Escalada da Tensão no Oriente Médio e Consequências Globais
A intensificação do conflito no Oriente Médio, com o bloqueio do Estreito de Bab el-Mandeb pelos houthis a embarcações da Arábia Saudita, agrava a situação do comércio global de combustíveis. Há um potencial significativo de repercussão inflacionária em diversas economias ao redor do mundo.
Esta alta ocorre em um cenário de cinco meses de redução da oferta de petróleo, seguindo a agressão dos Estados Unidos (EUA) e de Israel contra o Irã, iniciada em 28 de fevereiro. As tensões anteriores já haviam levado ao fechamento do Estreito de Ormuz, rota de 20% do comércio marítimo de combustíveis. Após um memorando de entendimento entre Irã e EUA em 17 de junho, o preço do barril havia caído para US$ 70 em 1º de julho, o menor valor desde o início da guerra, mas desde então o Brent já subiu 42%.

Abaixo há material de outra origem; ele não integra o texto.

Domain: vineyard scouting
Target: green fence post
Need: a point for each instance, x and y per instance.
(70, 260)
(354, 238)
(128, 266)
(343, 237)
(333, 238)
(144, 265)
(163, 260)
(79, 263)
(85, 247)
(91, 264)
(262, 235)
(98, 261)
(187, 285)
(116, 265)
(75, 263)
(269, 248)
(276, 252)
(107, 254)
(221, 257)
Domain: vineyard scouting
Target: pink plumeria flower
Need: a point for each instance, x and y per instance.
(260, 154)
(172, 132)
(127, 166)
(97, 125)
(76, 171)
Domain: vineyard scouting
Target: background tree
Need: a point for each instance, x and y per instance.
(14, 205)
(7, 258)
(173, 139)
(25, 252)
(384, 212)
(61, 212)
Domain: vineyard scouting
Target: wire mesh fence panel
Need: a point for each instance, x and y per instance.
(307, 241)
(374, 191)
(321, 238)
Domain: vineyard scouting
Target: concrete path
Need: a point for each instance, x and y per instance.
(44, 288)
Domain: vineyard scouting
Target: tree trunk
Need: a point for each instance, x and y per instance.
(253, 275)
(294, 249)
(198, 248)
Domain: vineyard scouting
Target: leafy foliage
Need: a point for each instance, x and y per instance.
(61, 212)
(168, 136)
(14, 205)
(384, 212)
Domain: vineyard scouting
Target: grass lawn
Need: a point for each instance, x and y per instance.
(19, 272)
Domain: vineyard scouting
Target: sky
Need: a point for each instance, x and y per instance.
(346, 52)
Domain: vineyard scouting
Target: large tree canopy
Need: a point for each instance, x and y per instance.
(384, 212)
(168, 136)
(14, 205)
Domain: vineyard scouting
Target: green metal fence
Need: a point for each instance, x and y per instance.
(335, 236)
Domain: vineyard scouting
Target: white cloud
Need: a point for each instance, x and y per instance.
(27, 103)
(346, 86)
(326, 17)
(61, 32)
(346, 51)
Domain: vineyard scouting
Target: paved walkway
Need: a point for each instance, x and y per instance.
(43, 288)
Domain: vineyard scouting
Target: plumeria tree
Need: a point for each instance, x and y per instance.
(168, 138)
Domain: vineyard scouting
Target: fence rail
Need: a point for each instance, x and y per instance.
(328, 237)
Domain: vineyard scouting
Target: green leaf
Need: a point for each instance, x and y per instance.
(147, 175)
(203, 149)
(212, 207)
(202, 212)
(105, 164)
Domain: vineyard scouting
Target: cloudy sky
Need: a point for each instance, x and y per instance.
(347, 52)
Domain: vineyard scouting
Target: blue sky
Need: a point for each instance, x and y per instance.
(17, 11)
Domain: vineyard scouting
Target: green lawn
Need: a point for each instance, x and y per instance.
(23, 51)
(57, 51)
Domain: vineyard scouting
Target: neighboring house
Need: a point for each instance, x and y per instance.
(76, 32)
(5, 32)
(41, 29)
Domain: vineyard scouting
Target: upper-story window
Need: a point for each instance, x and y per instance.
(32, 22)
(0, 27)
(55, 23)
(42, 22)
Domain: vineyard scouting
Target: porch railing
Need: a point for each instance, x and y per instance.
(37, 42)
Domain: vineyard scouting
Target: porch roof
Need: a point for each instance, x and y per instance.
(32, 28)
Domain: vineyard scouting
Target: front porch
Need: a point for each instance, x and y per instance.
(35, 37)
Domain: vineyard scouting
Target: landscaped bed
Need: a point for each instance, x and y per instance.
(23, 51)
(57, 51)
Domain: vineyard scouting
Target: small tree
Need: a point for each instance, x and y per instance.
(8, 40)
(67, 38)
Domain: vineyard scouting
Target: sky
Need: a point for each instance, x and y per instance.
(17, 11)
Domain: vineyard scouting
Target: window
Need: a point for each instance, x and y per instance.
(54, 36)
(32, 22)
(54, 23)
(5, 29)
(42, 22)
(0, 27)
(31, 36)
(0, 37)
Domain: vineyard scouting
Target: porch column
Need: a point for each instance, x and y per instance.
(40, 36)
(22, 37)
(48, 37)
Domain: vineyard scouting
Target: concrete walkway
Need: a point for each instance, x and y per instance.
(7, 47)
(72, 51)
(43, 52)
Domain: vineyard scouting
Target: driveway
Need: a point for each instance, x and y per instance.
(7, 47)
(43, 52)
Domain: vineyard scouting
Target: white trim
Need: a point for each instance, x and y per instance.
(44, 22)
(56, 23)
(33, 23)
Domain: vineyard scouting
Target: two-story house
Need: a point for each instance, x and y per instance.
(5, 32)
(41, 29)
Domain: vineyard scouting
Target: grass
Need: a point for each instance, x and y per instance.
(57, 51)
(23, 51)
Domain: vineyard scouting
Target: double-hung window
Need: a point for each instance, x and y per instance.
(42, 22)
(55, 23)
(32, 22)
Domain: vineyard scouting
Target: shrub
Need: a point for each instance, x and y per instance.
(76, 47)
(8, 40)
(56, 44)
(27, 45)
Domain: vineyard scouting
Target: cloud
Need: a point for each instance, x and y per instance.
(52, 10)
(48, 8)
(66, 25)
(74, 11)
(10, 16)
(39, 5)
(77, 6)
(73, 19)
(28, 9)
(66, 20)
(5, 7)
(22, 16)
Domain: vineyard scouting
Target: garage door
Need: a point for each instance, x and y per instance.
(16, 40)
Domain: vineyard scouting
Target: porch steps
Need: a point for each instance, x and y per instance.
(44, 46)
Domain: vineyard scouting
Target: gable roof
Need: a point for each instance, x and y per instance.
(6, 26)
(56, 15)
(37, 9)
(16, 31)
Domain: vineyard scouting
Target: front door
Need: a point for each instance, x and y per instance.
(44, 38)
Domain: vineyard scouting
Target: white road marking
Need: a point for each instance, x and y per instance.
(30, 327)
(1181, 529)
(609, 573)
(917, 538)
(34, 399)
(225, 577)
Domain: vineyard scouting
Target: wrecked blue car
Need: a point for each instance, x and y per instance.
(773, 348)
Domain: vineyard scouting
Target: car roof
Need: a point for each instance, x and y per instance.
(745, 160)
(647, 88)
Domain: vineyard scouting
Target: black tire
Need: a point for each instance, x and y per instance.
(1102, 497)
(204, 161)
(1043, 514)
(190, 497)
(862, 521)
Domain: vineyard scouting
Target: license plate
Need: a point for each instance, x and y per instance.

Análise de Especialistas sobre o Impacto na Oferta e Logística
Ticiana Álvares, diretora técnica do Instituto de Estudos Estratégicos em Petróleo, Gás Natural e Biocombustíveis (Ineep), explicou à Agência Brasil que o fechamento da via do Mar Vermelho para a Arábia Saudita tem um impacto 'bem relevante'. A alternativa saudita para escoar petróleo, com as restrições do Estreito de Ormuz, era via oleoduto até o Mar Vermelho, o que não é mais viável com o bloqueio de Bab el-Mandeb.
A especialista acrescenta que a Arábia Saudita é um dos maiores produtores globais de petróleo, e o bloqueio afetará a oferta para os EUA, que utilizam o produto saudita para fabricar combustíveis como gasolina e diesel. Um fechamento mais abrangente do Estreito de Bab el-Mandeb atingiria diretamente a Europa, que recebe produtos da Ásia via Mar Vermelho, impactando substancialmente o preço dos fretes.
Segundo a Agência Internacional de Energia (AIE), estima-se que cerca de 10% do comércio marítimo de petróleo passe pelo Estreito de Bab el-Mandeb e pelo Mar Vermelho.
Rodolfo Queiroz Laterza, diretor do Instituto de Altos Estudos de Geopolítica, Segurança e Conflitos (GSEC), destacou à Agência Brasil que a Arábia Saudita deverá ter perdas econômicas 'substanciais'. Ele comenta que isso 'agravará as cadeias logísticas de abastecimento no mundo e afetará inúmeras economias de vários países, principalmente aqueles dependentes da importação de petróleo e derivados'.
O Cenário Geopolítico: Nova Fase da Guerra e Alianças
O professor de relações internacionais da Pontifícia Universidade Católica (PUC) de Minas, Danny Zahreddine, avalia que a guerra entre Irã e EUA entra em uma nova etapa com o fechamento da passagem de Bab el-Mandeb pelos houthis. Segundo ele, 'quando os americanos apertam os iranianos, eles vão apertar mais ainda os EUA e seus aliados', e o fechamento do estreito 'vai gerar um choque ainda maior na distribuição do petróleo'.
Os houthis mantêm uma aliança com o Irã, enquanto a Arábia Saudita é uma aliada histórica dos EUA e rival regional de Teerã.
Zahreddine acrescenta que não apenas a Arábia Saudita será afetada, mas todo tipo de transporte que venha da Europa ou dos EUA e passe pelo Mar Vermelho e Canal de Suez, ou o transporte da China e outros países asiáticos com destino à Europa ou EUA. Essa rota pelo Bab el-Mandeb, conhecido como 'Portal das Lágrimas', é consideravelmente mais curta, tornando o impacto evidente.
A Inserção do Iêmen no Conflito Ampliado
Para o historiador Laterza, a guerra de Israel e EUA contra o Irã teve desdobramentos em conflitos que estavam 'congelados', como a guerra no Iêmen. Hostilidades foram encerradas em um acordo frágil mediado pela China em 2022. Os recentes ataques aéreos sauditas ao porto de Sanaa, no Iêmen, provocaram a resposta firme dos houthis, que possuem plena capacidade de negar o uso do Mar Vermelho e restringir a navegação no Estreito de Bab el-Mandeb.
O especialista do GSEC reforça que os houthis têm capacidade militar comprovada no emprego de mísseis antinavio, balísticos, hipersônicos e drones kamikaze.